Rien de très novateur dans la stratégie de campagne du gouvernement n'est à noter. Le Parti Droit et Justice (Pis), au pouvoir en Pologne, et mené par Jarosław Kaczyński, a repris le pouvoir en 2015 au moyen d'une campagne qui protégeait de défendre le pays des menaces imaginaires représentées par les réfugiés musulmans.

Cela a porté ses fruits, comme dans d'autres pays en Europe, tels que la Hongrie. Mais le nombre d'arrivées de migrants ne cesse de chuter, et Kaczyński avait besoin d'inventer une nouvelle menace pour le peuple polonais. Et cette menace, il l'a trouvé dans la communauté LGBT. En mars, peu de temps après la publication de la déclaration du maire de Varsovie concernant les personnes LGBT, Kaczyński a indiqué à ses partisan.e.s qu'il s'agissait "d'une sexualisation des enfants dès les premiers stades de l'enfance. Nous devons combattre cela. Nous devons défendre la famille polonaise. Nous devons la défendre férocement car il s'agit d'une menace pour la civilisation, pas seulement pour l'Europe mais aussi pour toute l'Europe entière, pour toute la civilisation qui est fondée sur la chrétienté".

Ses acolytes, de son parti mais aussi de l'Église, ont fait passer le message. Elzbieta Kruk, candidate du parti Droit et justice aux européennes 2019, a indiqué espérer que bientôt "la Pologne sera une région libre de personnes LGBT". Et un prêtre célèbre du pays a déclaré lors d'une émission radio que le "+" de "LGBT+" se rapportait aux "pédophiles, zoophiles et nécrophiles".

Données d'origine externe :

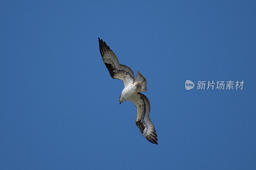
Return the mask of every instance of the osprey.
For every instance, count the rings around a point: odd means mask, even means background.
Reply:
[[[135,123],[142,135],[150,142],[158,144],[157,135],[155,127],[149,117],[150,104],[148,98],[140,92],[146,92],[147,80],[140,71],[136,78],[131,68],[119,63],[116,55],[107,45],[105,42],[99,38],[100,51],[102,59],[113,78],[124,82],[124,88],[119,97],[120,103],[125,101],[133,103],[137,109]]]

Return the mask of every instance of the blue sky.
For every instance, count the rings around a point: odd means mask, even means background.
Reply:
[[[1,1],[0,168],[255,169],[256,8]],[[136,126],[134,105],[119,105],[124,85],[98,37],[147,79],[158,145]],[[187,80],[244,83],[187,91]]]

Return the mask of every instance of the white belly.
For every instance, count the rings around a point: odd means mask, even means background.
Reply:
[[[128,85],[123,90],[122,95],[125,100],[131,101],[134,99],[138,92],[137,90],[133,84]]]

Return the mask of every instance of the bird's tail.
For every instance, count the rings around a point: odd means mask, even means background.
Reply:
[[[147,92],[148,89],[147,88],[147,80],[143,76],[143,75],[138,71],[137,73],[137,76],[136,76],[136,78],[135,79],[135,82],[141,81],[142,82],[141,85],[141,88],[140,91],[140,92]]]

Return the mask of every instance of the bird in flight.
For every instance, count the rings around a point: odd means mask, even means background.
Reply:
[[[134,73],[132,69],[128,66],[119,63],[116,55],[106,43],[99,38],[99,42],[100,55],[110,76],[124,82],[124,88],[119,97],[120,104],[125,101],[130,101],[133,103],[137,109],[136,125],[148,140],[158,144],[157,135],[149,117],[149,101],[146,96],[140,92],[147,91],[146,78],[138,71],[134,79]]]

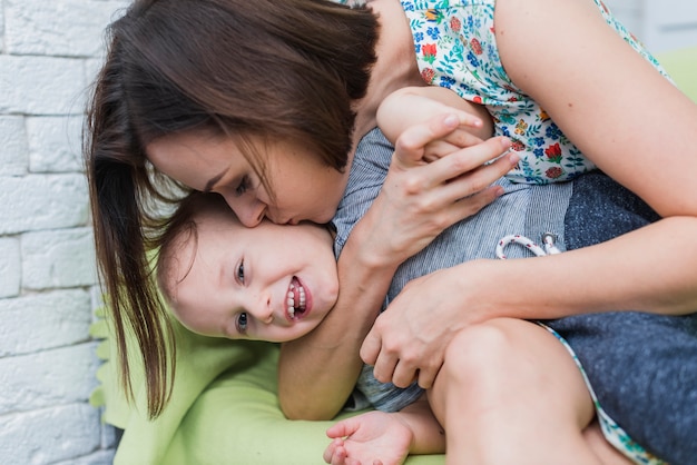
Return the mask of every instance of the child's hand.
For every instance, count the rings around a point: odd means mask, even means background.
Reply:
[[[332,465],[404,463],[413,433],[399,415],[369,412],[338,422],[326,432],[334,441],[324,451],[324,461]]]

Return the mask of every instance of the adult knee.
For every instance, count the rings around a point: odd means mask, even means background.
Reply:
[[[441,375],[470,387],[505,383],[520,356],[514,326],[507,320],[490,320],[461,330],[445,352]]]

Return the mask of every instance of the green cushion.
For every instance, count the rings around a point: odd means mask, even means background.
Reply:
[[[118,387],[109,326],[92,325],[105,339],[98,355],[100,386],[92,404],[105,408],[107,423],[125,429],[115,465],[167,464],[322,464],[334,422],[286,419],[278,408],[278,346],[197,336],[175,324],[177,376],[171,402],[154,422],[145,415],[143,372],[135,370],[136,403],[129,405]],[[347,413],[340,415],[345,417]],[[409,465],[441,465],[443,455],[412,456]]]
[[[656,58],[680,90],[697,102],[697,47],[685,47]]]

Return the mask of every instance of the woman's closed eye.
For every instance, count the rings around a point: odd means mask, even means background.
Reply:
[[[239,265],[237,265],[237,269],[235,270],[235,279],[237,279],[237,283],[239,284],[245,284],[245,260],[244,258],[239,261]]]
[[[249,177],[245,175],[243,176],[242,180],[235,188],[235,195],[237,197],[242,197],[251,187],[252,187],[252,181],[249,180]]]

Et fin avril, pendant un discours sur le patriotisme, Kaczyński a qualifié l'homosexualité d' "importation étrangère", affirmant que tout le monde au sein de la communauté LGBT devait apprendre à "accepter la chrétienté" (La liberté de religion est protégée dans la Constitution polonaise).

Un avenir meilleur à l'horizon ?

Le pouvoir des politiques et discours anti-LGBT reste incertain en Pologne. Le soutien aux couples de même sexe est à la hausse dans le pays, et un sondage Ipsos réalisé plus tôt cette année pour le média OKO.Press, indique que 56% des Polonais.e.s ne sont pas opposé.e.s aux unions civiles (type PACS), soit 4% de plus par rapport à deux ans auparavant (après le retour au pouvoir de Droit et justice).

En effet, le maire Trzaskowski ne pense pas que les attaques visant les gays s'avéreront aussi efficaces que la campagne visant les migrant.e.s. "La plupart des Polonais.e.s n'avaleront pas l'idée selon laquelle les homosexuel.le.s menacent notre culture et nos valeurs", a-t-il déclaré au New York Times plus tôt cette année.

D'autre signes de progrès plus visibles encore sont à noter. Robert Biedron, un homme politique ouvertement gay, a formé un nouveau parti libéral qui a obtenu un fort soutien. Et de plus en plus de villes organisent des Marches des fiertés LGBT, malgré les contremanifestations violentes, qui sont fréquentes.

La campagne du gouvernement se transformera-t-elle en succès dans les urnes en mai et plus tard cette année ? Les sondages continuent d'annoncer une victoire (courte mais constante) du parti Droit et justice. Mais avec un soutien pour les couples de même sexe à la hausse, il est raisonnable de penser que les électeurs rejetteront la campagne discriminante et basée sur la peur du gouvernement.